Il n’y a que ceux qui ont vu Joseph Kabila ces dernières semaines qui n’ont pas marqué leur surprise face au look adopté par le chef de l’Etat congolais pour son message à la nation prononcé devant les deux chambres du parlement réunies mercredi 5 avril en congrès. Joseph Kabila avait plutôt troqué sa traditionnelle tête rasée au contre une abondante chevelure. La bouche était ornée d’une moustache touffue couleur poivre-sel. Difficile de faire la part des choses dans le message que ce look a voulu transmettre, entre maturité et détermination.
Ce look n’a évidemment pas empêché les courtisans de faire grimper l’applaudimètre, singulièrement lorsque le leader congolais a annoncé la nomination d’un nouveau premier ministre dans les 48 heures. Joseph Kabila s’est également fait applaudir en prenant l’engagement de poursuivre l’amélioration des conditions sociales des fonctionnaires de l’État grâce à la maîtrise des effectifs de l’administration publique et de la masse salariale. Une annonce qui est arrivée le jour même du démarrage supposé de la grève générale des fonctionnaires dans le secteur public. Il en était de même lorsqu’il a martelé que la RDC ne devrait plus être l’otage d’intérêts personnels et de lutte de positionnement des acteurs politiques, ou quand il a fustigé les ingérences étrangères, au nom de la défense de la souveraineté nationale, dans la gestion du processus électoral.
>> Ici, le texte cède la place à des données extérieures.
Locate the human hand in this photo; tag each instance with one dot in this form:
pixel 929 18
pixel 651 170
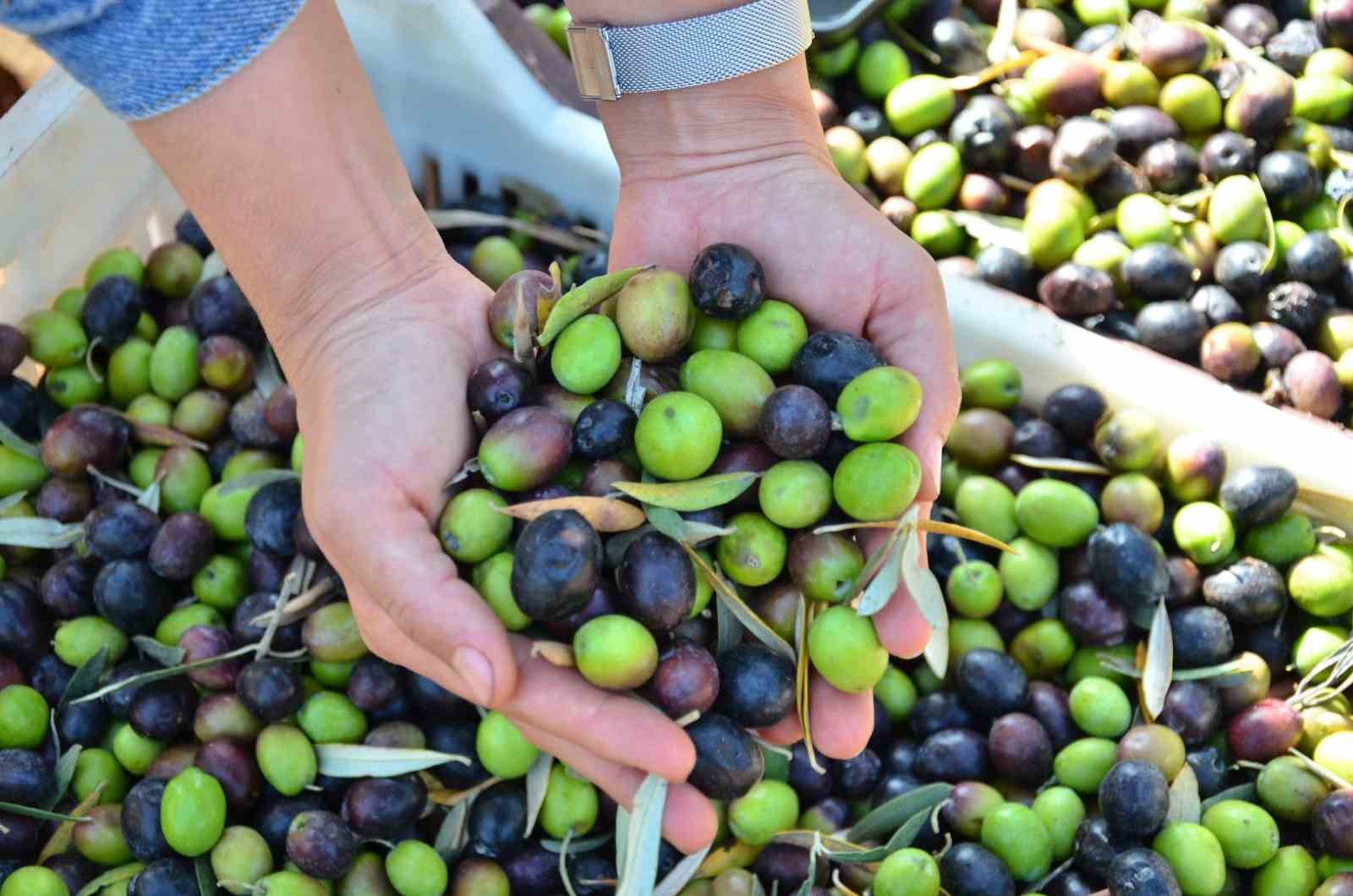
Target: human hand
pixel 748 166
pixel 382 405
Le chef de l’Etat congolais n’a même pas feint d’ignorer que c’était cette gestion souveraine qui était la cause même de la crise. Il a néanmoins félicité la Commission Electorale Nationale Indépendante (CENI) pour ses performances dans le processus d’enrôlement, qui a permis à la centrale électorale congolaise d’inscrire déjà plus de 21 millions d’électeurs pour un budget de 320 millions de dollars financé sur fonds propres.
Cette performance de la CENI a permis à Joseph Kabila de faire passer l’un de ses messages subliminaux. A savoir qu’il n’entend pas tolérer la moindre ingérence étrangère dans le processus de transition devant déboucher sur l’organisation des élections. Au lendemain de l’adoption de la résolution 2348 du Conseil de sécurité mettant l’accent sur la protection des populations civiles et l’accompagnement par la communauté internationale de la transition sous l’égide de l’accord du 31 décembre 2016, il y a assurément matière à décryptage, d’autant que Joseph Kabila, en oubliant d’invoquer l’autorité de l’accord de la St Sylvestre qui fixe à la fin de 2017 l’organisation des élections, n’a en revanche fixé aucune date pour un processus qu’il souhaite exclusivement conduit par la CENI.
Le deuxième message subliminal se cache assurément derrière l’ultimatum de 48 heures lancé au Rassemblement pour la nomination du nouveau premier ministre. Le chef de l’Etat congolais n’a évidemment pas dit que cet ultimatum était un processus de liquidation de l’accord de la St Sylvestre qui fixe la voie pour la désignation du premier ministre. En l’occurrence, on ne voit pas comment réconcilier les deux ailes du Rassemblement, entre ceux qui acceptent de déférer à l’exigence d’une liste de trois candidats ou plus et ceux qui s’en tiennent à l’orthodoxie du texte de l’accord.
Kabila sait que cette conciliation est impossible, tout comme il sait que l’exigence de la liste est depuis longtemps celle de sa famille politique. On peut du reste se dire surpris que lui qui a promis aux évêques d’évacuer les dernières divergences remette la balle dans le camp de la même classe politique incapable de s’entendre. Alors, des deux choses l’une : ou Joseph Kabila entend surfer sur ce blocage pour avancer ses propres solutions et ses propres pions ou le constat du blocage conduirait au maintien de Samy Badibanga. La question est de savoir pour quelle gain politique.